Two Southern Westchester BOCES educators have been selected to present at a national conference this summer in Nashville. ENL Consultant Teacher Vitaliya Popovych and Math Consultant Teacher Dr. Zsuzsanna Kozmane-Fejes, who both teach at the Center for Career Services, have been selected as presenters at the 2026 Making Schools Work Conference from July 14-17.
They were chosen based on proposals submitted earlier this year and will discuss how their subjects can be made more accessible for students receiving Career and Technical Education (CTE).
Ms. Popovych works with ENL (English as a New Language) students on the Career Services campus whose home districts have identified them as needing assistance. She helps to bridge any gap between the students and the instruction caused by a language barrier.
Her proposal to present at the conference focused on how to make CTE project-based learning more accessible for multilingual learners by integrating literacy strategies, structured discussions, and explicit modeling while maintaining academic rigor.
“I will focus on how to build project-based assignments that are accessible for all students,” Ms.

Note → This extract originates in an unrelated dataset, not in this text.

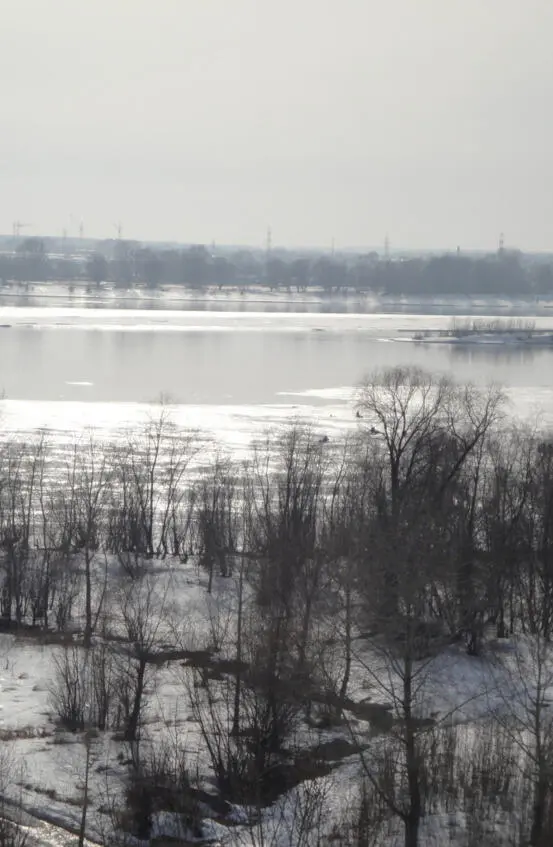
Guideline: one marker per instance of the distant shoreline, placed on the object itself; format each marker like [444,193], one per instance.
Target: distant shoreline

Popovych said. “It will explain how to make sure that you build the background knowledge, that a model is in place, that peer collaboration happens. When students are engaged and it comes to something like writing an essay, then they will know what to write and that they are capable of doing the work correctly.”

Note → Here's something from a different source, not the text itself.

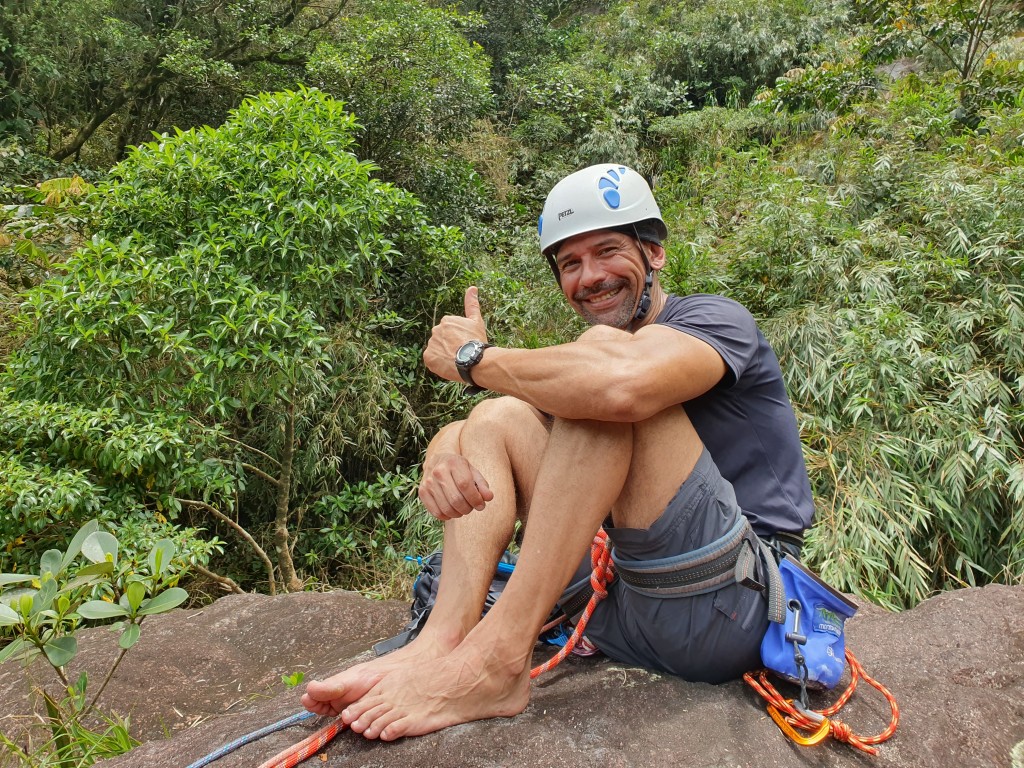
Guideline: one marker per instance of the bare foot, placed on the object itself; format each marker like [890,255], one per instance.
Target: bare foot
[332,695]
[470,683]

Dr. Kozmane-Fejes, who is also a professor at Westchester Community College, works to integrate math into instruction in certain programs at Career Services where students can receive an elective math credit. She often co-teaches lessons, offering students real-world instruction that applies to skills and techniques they learn in the classroom.
Her proposal highlighted how math can be meaningfully embedded into CTE programs through real-world applications such as measurement, geometry, and financial literacy, using interdisciplinary practices developed at Southern Westchester BOCES.
“I learned that in the beginning many students don’t like math,” Dr. Kozmane-Fejes said. “My goal when students leave our campus is that they don’t hate it anymore. I want them to see math as a useful skill that they can use in their trade.”
Dr. Kozmane-Fejes spoke at a conference for math teachers throughout the state last November, which led to the suggestion of submitting a proposal for Nashville.
Together, their presentations this summer will showcase the practical, classroom-tested strategies that have enhanced engagement, equity, and college and career readiness for students on the Career Services campus.